Hawley’s fundamentalist view of desegregation — that it comes down to mixing the races — runs counter to the received wisdom I’ve been hearing from board members and the previous superintendent this year. John Pedicone, who left office in June, Adelita Grijalva, the board president, and others told me the desegregation plan can be used to improve education for all of TUSD’s students.
To his credit, the new superintendent seems to see through this. When we talked before Tuesday’s board meeting, Sanchez pointed out that under the desegregation rules, a Latino student who wants to attend Carrillo K-5 Magnet School might not be able to, because it needs white Anglo students to become more integrated.

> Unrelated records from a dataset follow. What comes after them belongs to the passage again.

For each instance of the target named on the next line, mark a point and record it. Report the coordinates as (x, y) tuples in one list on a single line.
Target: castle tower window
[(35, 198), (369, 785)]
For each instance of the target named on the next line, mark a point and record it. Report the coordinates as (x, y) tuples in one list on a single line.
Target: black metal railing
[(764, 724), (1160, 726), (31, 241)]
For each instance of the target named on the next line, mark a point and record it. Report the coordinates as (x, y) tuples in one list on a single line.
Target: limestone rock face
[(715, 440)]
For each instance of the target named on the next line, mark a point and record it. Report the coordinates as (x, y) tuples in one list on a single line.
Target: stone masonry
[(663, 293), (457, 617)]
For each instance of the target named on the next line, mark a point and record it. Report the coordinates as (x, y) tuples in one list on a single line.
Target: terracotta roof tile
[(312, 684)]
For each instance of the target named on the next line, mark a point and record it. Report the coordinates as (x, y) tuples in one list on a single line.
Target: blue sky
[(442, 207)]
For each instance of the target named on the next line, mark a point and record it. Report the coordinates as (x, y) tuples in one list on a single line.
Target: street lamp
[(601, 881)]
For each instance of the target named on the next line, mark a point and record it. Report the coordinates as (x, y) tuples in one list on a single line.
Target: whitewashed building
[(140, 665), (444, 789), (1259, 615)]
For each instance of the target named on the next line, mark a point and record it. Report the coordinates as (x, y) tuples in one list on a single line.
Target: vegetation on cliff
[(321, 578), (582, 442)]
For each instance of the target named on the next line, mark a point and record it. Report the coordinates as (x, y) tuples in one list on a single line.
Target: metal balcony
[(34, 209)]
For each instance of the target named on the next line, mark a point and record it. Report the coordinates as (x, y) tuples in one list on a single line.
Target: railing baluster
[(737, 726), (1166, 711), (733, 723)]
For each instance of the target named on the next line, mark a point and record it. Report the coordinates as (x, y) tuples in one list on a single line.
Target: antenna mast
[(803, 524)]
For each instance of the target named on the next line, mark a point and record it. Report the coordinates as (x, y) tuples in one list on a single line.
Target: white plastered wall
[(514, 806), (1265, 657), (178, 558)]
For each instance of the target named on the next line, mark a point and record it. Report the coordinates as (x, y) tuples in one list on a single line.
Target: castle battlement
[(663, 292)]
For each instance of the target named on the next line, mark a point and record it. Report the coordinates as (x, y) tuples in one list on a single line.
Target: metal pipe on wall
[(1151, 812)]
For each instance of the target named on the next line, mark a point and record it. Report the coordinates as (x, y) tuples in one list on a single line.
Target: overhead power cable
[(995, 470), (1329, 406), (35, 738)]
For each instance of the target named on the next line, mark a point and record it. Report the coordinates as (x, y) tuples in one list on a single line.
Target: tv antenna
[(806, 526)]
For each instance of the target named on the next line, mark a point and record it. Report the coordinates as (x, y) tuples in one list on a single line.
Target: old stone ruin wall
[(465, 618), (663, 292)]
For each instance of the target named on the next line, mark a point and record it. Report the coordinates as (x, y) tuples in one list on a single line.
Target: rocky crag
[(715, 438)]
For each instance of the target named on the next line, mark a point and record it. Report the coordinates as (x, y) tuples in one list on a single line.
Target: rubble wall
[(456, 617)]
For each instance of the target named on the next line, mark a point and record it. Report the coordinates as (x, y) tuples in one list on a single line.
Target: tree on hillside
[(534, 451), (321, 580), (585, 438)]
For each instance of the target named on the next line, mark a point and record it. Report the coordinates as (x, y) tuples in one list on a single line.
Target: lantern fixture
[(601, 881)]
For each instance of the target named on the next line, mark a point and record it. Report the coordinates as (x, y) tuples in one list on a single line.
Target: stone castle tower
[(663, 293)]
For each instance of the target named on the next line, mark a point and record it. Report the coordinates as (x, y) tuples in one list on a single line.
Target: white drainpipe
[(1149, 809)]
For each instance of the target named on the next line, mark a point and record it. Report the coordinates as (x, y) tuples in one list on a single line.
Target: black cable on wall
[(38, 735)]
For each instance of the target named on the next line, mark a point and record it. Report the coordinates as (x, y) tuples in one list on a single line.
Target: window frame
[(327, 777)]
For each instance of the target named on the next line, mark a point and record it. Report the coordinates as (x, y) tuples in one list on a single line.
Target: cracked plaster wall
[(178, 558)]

“Carrillo is an A school and has a Rodel teacher,” Sanchez told me, referring to the award for the state’s best teachers. “Minority kids enjoy going to that school. A Latino student has a likelihood of being excluded by the school.”
Hawley is “taking a look at our situation as if it were 1974, not 2013,” Sanchez said. “In 1974, the demographics were reversed to what they are now.”

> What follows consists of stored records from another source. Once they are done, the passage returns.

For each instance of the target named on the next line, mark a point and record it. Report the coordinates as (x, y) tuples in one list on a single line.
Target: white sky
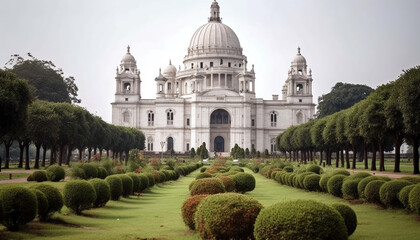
[(356, 41)]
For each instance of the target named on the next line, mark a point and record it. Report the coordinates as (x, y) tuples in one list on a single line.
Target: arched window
[(150, 118), (273, 118), (149, 144), (170, 117), (126, 116)]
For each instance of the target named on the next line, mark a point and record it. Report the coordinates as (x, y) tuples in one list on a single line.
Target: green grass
[(156, 214)]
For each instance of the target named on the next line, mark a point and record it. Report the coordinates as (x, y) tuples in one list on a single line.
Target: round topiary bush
[(334, 185), (127, 183), (300, 220), (226, 216), (403, 195), (55, 173), (414, 199), (323, 182), (349, 189), (19, 206), (39, 176), (90, 169), (207, 186), (314, 168), (203, 175), (144, 182), (388, 192), (188, 209), (136, 182), (244, 182), (79, 195), (341, 172), (42, 204), (349, 216), (115, 185), (372, 191), (102, 173), (228, 182), (54, 197), (311, 182), (103, 191)]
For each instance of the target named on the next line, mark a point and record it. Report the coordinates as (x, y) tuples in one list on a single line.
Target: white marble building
[(212, 98)]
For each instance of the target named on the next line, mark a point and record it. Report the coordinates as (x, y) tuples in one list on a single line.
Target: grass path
[(373, 222)]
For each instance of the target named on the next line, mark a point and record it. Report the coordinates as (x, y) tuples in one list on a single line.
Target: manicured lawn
[(156, 214)]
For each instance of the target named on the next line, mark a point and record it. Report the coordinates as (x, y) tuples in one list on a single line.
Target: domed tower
[(214, 61), (298, 86), (127, 80)]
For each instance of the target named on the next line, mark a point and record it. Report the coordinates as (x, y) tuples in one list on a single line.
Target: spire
[(215, 12)]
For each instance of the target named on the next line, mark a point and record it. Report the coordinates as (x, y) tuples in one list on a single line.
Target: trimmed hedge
[(54, 197), (79, 195), (349, 216), (349, 189), (244, 182), (55, 173), (414, 199), (334, 185), (388, 192), (372, 191), (226, 216), (19, 206), (189, 208), (42, 204), (300, 220), (207, 186), (228, 182), (127, 184), (103, 191), (115, 185), (311, 182)]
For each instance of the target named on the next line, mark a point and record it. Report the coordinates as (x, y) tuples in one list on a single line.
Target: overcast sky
[(356, 41)]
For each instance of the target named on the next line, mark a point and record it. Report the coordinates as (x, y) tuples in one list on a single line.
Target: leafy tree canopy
[(342, 96), (48, 80)]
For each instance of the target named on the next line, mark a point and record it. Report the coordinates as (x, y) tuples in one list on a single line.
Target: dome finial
[(215, 12)]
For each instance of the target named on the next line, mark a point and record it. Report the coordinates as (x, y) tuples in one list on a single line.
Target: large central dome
[(214, 37)]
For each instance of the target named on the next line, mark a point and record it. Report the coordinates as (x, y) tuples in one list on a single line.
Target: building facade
[(212, 98)]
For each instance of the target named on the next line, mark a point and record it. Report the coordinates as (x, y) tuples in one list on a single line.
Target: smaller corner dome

To his credit, despite these objections to Hawley and the desegregation case, Sanchez seems to be working toward resolving the case as quickly as possible. He took a dramatic step this week by firing the law firm that has represented TUSD for the 39 years of the desegregation case, Deconcini McDonald Yetwin & Lacy.
His reasoning was, essentially, that if it hasn’t worked in nearly 40 years, it’s time for a change. The change may not be quite as dramatic as it appears, however: The new lead attorney, William Brammer of Rusing, Lopez & Lizardi, represented the district when he worked for Deconcini, from 1974 to 1997.
To be fair, the illogical situation Sanchez and I are railing against — the possibility of minority kids’ opportunities being limited because of desegregation — is the product of federal law and decades of TUSD inadequacy in its efforts to respond to the desegregation suit.
Hawley is simply following the law, said Rubin Salter, the attorney who has represented African-American students in the suit since 1974. “Whether they like it or not, they’ve got to follow the law.”
Nancy Ramirez, who represents Latino plaintiffs as a lawyer for the Mexican-American Legal Defense Fund, noted it’s Hawley’s job to help enact the plan all parties agreed to in February.
“My experience working with the special master is that he’s very open-minded, very flexible and very willing to work with the parties to come to an agreement,” she told me Tuesday.
What’s needed, she added, is “that this unitary status plan should be implemented and given a chance to take off.”
Unfortunately, we’ve already had a judge try to write off the district’s shortfalls under the law and declare the case over. When U.S. District Judge David Bury did that in 2009, the 9th U.S. Circuit Court of Appeals overturned his ruling.
So, what TUSD is left with now is simply making the best of a flawed situation. It allowed the desegregation case to fester for decades and now faces the possibility of minority students being denied opportunities in the name of desegregation.
Unfortunately, there seems to be nothing for Sanchez and the district to do but limit the damage as they work to put in place the plan they agreed to and be done with desegregation in 2017.